= Spreckels family =

American Pacific Coast business family

The Spreckels family is a German-American business and philanthropic dynasty founded by German-American immigrant Claus Spreckels (1828–1908). Their wealth derived from at first from sugar production, later branching into railroads, shipping, real estate, and other enterprises in the late nineteenth and early twentieth centuries. The family also played a major role in the economic development of San Francisco, San Diego, central California, and Hawaiʻi.

== Origins ==

Spreckels is one of several variations of Spreckelsen and related surnames that are common in northern Germany. The name may be derived from town of Spreckens, today a district in the municipality of Bremervörde in Lower Saxony. Claus Spreckels came from a smallholder farming family in the village of Lamstedt in the Kingdom of Hanover, now in Lower Saxony.

== History ==
Claus Spreckels migrated to the United States in 1848, both to escape mandatory military service and for greater economic opportunity. By his account, he arrived in the US with 1 German thaler in his pocket (the equivalent of 75 cents at the exchange rate of the time, or about $30 in 2023 dollars). He went on to become one of the most powerful entrepreneurs on the Pacific Coast. Claus was widely known as the "Sugar King of California" for building a dominant sugar empire spanning California and the Kingdom of Hawaiʻi. He established sugar refineries in San Francisco and the Central Coast, invested in sugar beet cultivation, and expanded into Hawaiian sugarcane plantations, mills, and irrigation works. At the time of his death, he was among the wealthiest men in California.

Claus's sons further extended the family's influence. John D. Spreckels (1853–1926) developed the Oceanic Steamship Company, a major Pacific shipping line that was vertically integrated with his father's Hawaiian operations. He later became a leading developer of San Diego through investments in railroads, utilities, hotels, and newspapers. Adolph B. Spreckels (1857–1924) remained active in San Francisco business, participated in the early expansion of the California oil industry, and was a noted racehorse breeder. He married Alma de Bretteville Spreckels (1881–1968), who came from a modest background but, after marrying into the Spreckels family, used her wealth to become a prominent art patron and philanthropist who helped found San Francisco's California Palace of the Legion of Honor. She was a colorful figure, later nicknamed "The Great Grandmother of San Francisco".

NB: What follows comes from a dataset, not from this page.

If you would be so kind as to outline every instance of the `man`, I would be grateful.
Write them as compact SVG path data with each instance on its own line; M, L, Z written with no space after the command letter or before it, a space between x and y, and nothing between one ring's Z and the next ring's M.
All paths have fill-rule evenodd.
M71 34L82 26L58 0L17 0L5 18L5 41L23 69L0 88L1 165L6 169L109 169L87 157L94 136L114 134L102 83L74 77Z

The two youngest sons, Rudolph Spreckels (1872–1958) and Claus August "Gus" Spreckels (1858–1946), established themselves as prominent business leaders in their own right and often bitter rivals of their father and elder brothers. Rudolph also gained a reputation as a civic reformer and anti-corruption advocate in early twentieth-century San Francisco.

Companies such as the Spreckels Sugar Company, the Western Sugar Refinery, and the Oceanic Steamship Company remained family-controlled enterprises for half a century after the death of Claus Spreckels. After the deaths of Adolph and John Spreckels in the 1920s, however, Alma Spreckels and other family members began selling off these assets and drawing down the resources of the companies they retained. The remaining family businesses were dissolved or sold in the late 1940s. A few family members remained active on the board of the Spreckels Sugar Company until 1962.

Later generations were often better known as socialites and playboys than as business figures, though direct and in-law descendants such as John N. Rosekrans, Jr. (1928–2001) and Charles de Bretteville (1913–1992) remained prominent business leaders into the late twentieth century. The family's legacy remains visible in California and Hawaiʻi through buildings, former company towns, and other sites bearing the Spreckels name.

== Modern descendants ==

In 2018, Spreckels biographer Sandra Bonura organized a reunion in San Diego that brought together 45 descendants of Claus Spreckels from several western states. The gathering reunited members of family branches that had become separated over generations and encouraged interest in the family's history among descendants who knew little about their heritage.